Guest Opinion: Innovation at risk as states ban telemedicine for medical abortions | Opinion | Pittsburgh | Pittsburgh City Paper

Guest Opinion: Innovation at risk as states ban telemedicine for medical abortions

“Many people seek to restrict the rights of women to their own bodies while at the same time dictating how physicians and other health-care providers practice medicine.”

When I survey all the technologies that will transform health care of the future for the better, I always return to the tremendous potential of telemedicine. Much like how Amazon transformed how we shop, telemedicine can bring health-care providers to your town (or even your home) through your phone or your computer. Such technology diminishes the need to travel for consultation and follow-up, acting as a force-multiplier that will positively disrupt health care. 

Though still in its early stages of development, telemedicine is already used for myriad specialties, spanning from the obvious dermatology, pathology and radiology to trauma surgery, pediatric cardiac intensive care, maternal-fetal medicine, and even my field of infectious disease. In many contexts, telemedicine acts not solely as a mechanism to reach areas without access to advanced sub-specialists, but to augment the care of those with high risk and complex conditions, such as traumatic injuries and HIV. Because of its proven value, telemedicine has been embraced by the medical community for almost every facet of medicine, save one: medical abortions, where politicians in some states have increasingly sought to regulate it to the point of virtual unavailability.

 A medical abortion is the terminating of an early (seven to nine weeks) pregnancy via a medication called Mifeprex. It is a major advance in reproductive medicine, as it eliminates the need, in many cases, for more costly and complicated later surgical abortions. It is safe and effective. Often, during the process of going through a medical abortion, consultation with a physician or, in some states, a nurse practitioner or physician’s assistant, experienced in such treatments is needed to monitor the process and ensure that no further intervention is necessary. In areas of the country in which access to such providers is not convenient or available, telemedicine brings this treatment to women who choose to employ it. 

However, states such as Arkansas, Idaho, Iowa and many others have banned the use of telemedicine for medical abortions. In Arkansas, the same day that legislators passed a bill declaring a state emergency due to a lack of access to health care in underserved areas and encouraging the use of telemedicine, it passed a ban on the use of telemedicine for pregnancy terminations. Unfortunately in Pennsylvania, abortion as such is so heavily regulated under the Abortion Control Act and the Abortion Oversight Act that new laws basically have nothing left to regulate.

In light of this worrisome trend, the recent ruling by the Iowa Supreme Court to strike down this ban in that state is encouraging.

But why was this particular delimitation on the scope of telemedicine even pursued? 

Is it because of some inherent shortcoming of telemedicine unique to the area of reproductive medicine? No. There is not a justifiable medical reason for this restriction. The answer is that many people seek to restrict the rights of women to their own bodies while at the same time dictating how physicians and other health-care providers practice medicine — a double injury to the causes of liberty and free enterprise.

More than 20 years ago, the U.S. Supreme Court ruled that states cannot criminally ban early-term abortions, declaring this “a rule of law and a component of liberty that we cannot renounce.” That the Court has repeatedly upheld this ruling has stymied would-be theocrats who have sought to place every conceivable burden — short of an outright ban — on the right of a woman to obtain an abortion. Such burdens trample physician autonomy along with women’s individual rights on the road to foisting a religiously derived view of fetal rights onto the entire populace. 
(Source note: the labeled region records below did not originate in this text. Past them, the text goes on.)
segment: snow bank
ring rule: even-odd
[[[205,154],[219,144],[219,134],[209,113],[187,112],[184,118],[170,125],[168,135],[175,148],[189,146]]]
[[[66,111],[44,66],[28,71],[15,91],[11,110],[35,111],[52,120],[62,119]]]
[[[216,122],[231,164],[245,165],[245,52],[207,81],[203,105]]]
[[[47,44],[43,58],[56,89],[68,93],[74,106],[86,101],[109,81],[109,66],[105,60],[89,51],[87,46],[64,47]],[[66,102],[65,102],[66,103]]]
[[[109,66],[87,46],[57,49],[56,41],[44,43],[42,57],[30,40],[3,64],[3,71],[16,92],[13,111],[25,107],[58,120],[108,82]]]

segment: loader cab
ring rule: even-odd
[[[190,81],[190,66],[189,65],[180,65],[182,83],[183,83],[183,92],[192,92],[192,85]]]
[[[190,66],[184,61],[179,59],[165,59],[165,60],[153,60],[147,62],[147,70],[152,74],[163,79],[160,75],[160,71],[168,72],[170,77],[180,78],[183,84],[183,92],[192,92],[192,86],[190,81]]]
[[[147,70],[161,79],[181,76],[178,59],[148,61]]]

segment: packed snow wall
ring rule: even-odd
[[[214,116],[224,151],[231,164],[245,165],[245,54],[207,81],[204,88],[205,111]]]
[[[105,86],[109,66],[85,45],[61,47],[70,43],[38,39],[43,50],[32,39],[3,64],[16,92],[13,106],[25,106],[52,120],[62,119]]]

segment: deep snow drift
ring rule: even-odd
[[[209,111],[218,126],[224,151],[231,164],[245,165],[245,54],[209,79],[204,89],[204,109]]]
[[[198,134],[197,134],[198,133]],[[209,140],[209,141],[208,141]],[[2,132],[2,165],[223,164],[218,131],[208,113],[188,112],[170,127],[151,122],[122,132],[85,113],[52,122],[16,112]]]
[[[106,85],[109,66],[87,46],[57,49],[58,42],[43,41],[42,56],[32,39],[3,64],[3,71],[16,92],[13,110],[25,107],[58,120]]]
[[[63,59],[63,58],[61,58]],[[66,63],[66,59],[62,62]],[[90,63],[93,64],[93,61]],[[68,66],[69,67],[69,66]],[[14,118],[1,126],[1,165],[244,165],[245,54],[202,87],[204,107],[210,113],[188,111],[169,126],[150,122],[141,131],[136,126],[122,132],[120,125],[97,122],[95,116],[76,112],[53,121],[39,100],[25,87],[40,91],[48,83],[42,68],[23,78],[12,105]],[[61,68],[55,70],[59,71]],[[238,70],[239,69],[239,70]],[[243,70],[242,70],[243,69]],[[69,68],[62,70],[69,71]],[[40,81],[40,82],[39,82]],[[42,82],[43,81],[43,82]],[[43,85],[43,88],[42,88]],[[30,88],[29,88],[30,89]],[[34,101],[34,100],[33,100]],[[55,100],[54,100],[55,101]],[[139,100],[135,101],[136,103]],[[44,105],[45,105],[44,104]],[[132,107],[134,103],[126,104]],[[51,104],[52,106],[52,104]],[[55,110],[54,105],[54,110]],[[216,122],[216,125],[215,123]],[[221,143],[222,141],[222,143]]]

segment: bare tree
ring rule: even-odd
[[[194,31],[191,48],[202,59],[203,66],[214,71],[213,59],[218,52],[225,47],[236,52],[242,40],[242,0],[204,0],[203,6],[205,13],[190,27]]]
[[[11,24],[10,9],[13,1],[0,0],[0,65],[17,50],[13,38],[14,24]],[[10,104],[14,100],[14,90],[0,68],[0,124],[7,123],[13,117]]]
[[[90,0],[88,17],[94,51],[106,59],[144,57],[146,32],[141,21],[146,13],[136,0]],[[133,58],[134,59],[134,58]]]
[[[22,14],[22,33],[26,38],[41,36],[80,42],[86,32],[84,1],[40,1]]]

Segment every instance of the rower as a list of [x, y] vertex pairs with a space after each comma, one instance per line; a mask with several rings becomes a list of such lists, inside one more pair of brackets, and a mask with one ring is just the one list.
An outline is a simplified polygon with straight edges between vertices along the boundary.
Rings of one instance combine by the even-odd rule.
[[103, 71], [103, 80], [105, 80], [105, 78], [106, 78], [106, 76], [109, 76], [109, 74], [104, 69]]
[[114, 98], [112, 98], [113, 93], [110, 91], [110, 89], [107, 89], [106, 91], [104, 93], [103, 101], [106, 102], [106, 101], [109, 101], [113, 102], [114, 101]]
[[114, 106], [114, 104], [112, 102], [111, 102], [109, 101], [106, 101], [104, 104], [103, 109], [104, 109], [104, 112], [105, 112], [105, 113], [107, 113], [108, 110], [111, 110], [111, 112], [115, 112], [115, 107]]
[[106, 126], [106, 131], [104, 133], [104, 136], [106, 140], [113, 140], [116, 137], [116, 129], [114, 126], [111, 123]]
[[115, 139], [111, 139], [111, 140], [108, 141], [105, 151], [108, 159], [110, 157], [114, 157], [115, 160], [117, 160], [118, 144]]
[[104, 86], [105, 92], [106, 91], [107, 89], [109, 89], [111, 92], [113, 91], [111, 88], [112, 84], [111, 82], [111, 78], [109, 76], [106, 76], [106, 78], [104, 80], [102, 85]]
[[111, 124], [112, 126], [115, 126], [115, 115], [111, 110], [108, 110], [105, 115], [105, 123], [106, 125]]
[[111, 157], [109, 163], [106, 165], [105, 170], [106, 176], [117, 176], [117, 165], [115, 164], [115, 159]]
 This strategy of making the ending of a pregnancy as arduous as possible is apparent not only in telemedicine bans, but also in the efforts to dictate that physicians must have hospital admitting privileges, and must perform what is usually an office-based procedure in ambulatory surgical centers. Such regulations were the subject of a recent Court of Appeals for the 5th Circuit ruling, placed on hold by the U.S. Supreme Court, that upheld restrictions that even stipulate how many parking spaces are required for a facility that provides abortion procedures. This case is now heading to the U.S. Supreme Court, where this latest example of government intrusion into medical practice will hopefully be rescinded.

It does not matter that the medical service in question in these cases is abortion, because abortion is a right and the government’s circumscription of it is tantamount to the nullification of that right, as well as of a physician’s right to practice medicine. 

Telemedicine is path-breaking technology that will revolutionize health care and improve access to care, control costs and open up whole new avenues for innovation. It must not be left susceptible to government interference that clearly vitiates the once-sacrosanct U.S. Constitution’s principle of liberty.